Feminist hero dad hacks Donkey Kong for daughter
Mike Mika's daughter wanted to save Mario for a change, so the hacker dad flipped the script VIDEO
Topics: Video, women, Feminism, videogames, women and videogames, dads, Parenting, Technology News, Life News, News
Mike Mika is a gamer dad, so it’s only natural that he would try to pass on his deep, nerdy love for all things videogame to his offspring. But while the allure of Atari didn’t fully take with his young son, Mika says his daughter “jumps at the chance to play games with her old man.”
The 3-year-old has a particular affection for Donkey Kong, but wasn’t so wild about always playing the Mario character. In fact, she wanted Pauline to save the plumber for a change. She wanted to “play as the girl,” as Mika wrote for Wired Magazine.

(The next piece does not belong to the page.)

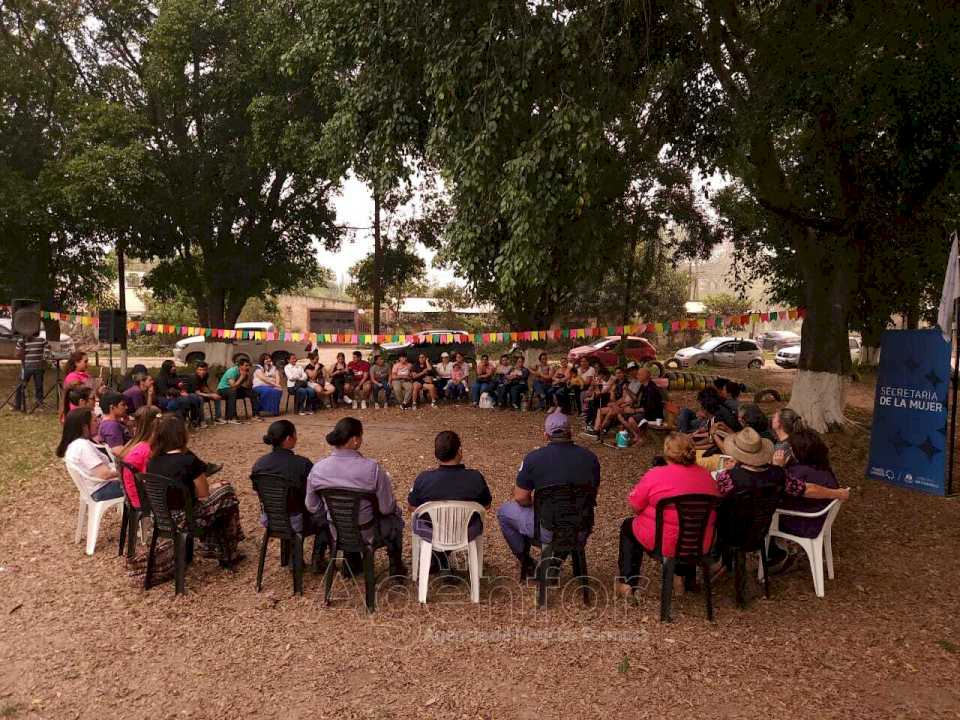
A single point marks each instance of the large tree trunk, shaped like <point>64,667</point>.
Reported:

In a civilian household, this request may have been added to the pile of kid questions that are acknowledged and promptly ignored. (“I understand you want to eat Pop Rocks for every meal. It must feel frustrating that you can’t.”) But this wasn’t any old household, this was a bonafide cool feminist geek kingdom. And Mika, a game developer by trade, knew he could actually do something about his daughter’s request. So he set out to hack Donkey Kong and let his daughter save Mario from the barrel-tossing gorilla:
Mario is made up of four eight- by eight-pixel tiles. So each frame of animation is created with four tiles, each having three colors from the same palette. Two nights after my daughter’s request, I was knee deep in the Donkey Kong ROM, trying to make sense of the graphics. If I was going to replace the sprites, I needed to go all in. I needed to reduce Pauline’s height – she is three tiles tall to Mario’s two, a throwback to when Donkey Kong was going to be a Popeye game. I managed to reduce her height by taking some liberty with her design. I kept the head and hair pretty much intact. But, without any sort of onion-skin animation tools, I was animating blind with only the Mario sprites as reference.

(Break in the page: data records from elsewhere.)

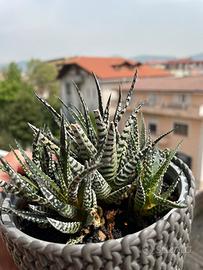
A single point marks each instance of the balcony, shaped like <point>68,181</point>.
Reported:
<point>177,110</point>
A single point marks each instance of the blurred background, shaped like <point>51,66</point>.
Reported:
<point>45,45</point>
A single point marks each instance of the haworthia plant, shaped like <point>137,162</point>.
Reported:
<point>92,164</point>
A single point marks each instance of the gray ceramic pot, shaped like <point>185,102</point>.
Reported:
<point>162,245</point>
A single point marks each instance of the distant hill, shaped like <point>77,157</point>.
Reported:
<point>197,57</point>
<point>22,65</point>
<point>146,58</point>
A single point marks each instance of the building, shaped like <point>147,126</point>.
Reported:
<point>175,103</point>
<point>111,71</point>
<point>184,67</point>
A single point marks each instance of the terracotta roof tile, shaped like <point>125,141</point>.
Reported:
<point>185,84</point>
<point>114,67</point>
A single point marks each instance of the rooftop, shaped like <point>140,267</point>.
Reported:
<point>107,68</point>
<point>189,84</point>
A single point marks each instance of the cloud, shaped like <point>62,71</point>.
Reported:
<point>55,28</point>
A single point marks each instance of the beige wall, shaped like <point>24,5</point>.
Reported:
<point>164,115</point>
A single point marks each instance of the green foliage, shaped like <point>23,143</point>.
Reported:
<point>18,105</point>
<point>92,165</point>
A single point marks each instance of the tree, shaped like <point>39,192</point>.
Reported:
<point>42,76</point>
<point>11,85</point>
<point>18,106</point>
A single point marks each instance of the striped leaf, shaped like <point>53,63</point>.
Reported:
<point>90,132</point>
<point>108,167</point>
<point>99,95</point>
<point>64,209</point>
<point>140,196</point>
<point>128,99</point>
<point>118,195</point>
<point>86,148</point>
<point>100,186</point>
<point>106,111</point>
<point>36,218</point>
<point>65,227</point>
<point>169,204</point>
<point>101,129</point>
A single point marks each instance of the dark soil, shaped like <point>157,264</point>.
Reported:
<point>118,223</point>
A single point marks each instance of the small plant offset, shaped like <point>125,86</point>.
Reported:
<point>94,183</point>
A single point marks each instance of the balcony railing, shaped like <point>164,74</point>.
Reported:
<point>172,109</point>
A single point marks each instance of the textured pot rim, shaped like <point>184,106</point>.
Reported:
<point>187,182</point>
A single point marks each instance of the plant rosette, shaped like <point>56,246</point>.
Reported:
<point>97,197</point>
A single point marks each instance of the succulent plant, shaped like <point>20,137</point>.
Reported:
<point>70,180</point>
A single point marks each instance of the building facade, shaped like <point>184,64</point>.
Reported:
<point>175,103</point>
<point>110,71</point>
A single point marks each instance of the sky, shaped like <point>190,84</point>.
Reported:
<point>49,29</point>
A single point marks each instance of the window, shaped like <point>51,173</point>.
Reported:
<point>152,100</point>
<point>68,89</point>
<point>187,159</point>
<point>152,128</point>
<point>182,100</point>
<point>180,129</point>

It was 12 a.m. when I started, and I was so in the zone that I had replaced most of the game’s sprites by morning. When I woke up, I finished off the sprites, then swapped the palettes. Only when I played the game, the colors of other objects were all messed up. It appeared that the colors used by Mario were shared with ladders and the pop-up scores. So I found every instance of those sprites and replaced them with the Pauline “white” color.
Finally, I replaced the “M” next to the bonus indicator with a “P” for Pauline.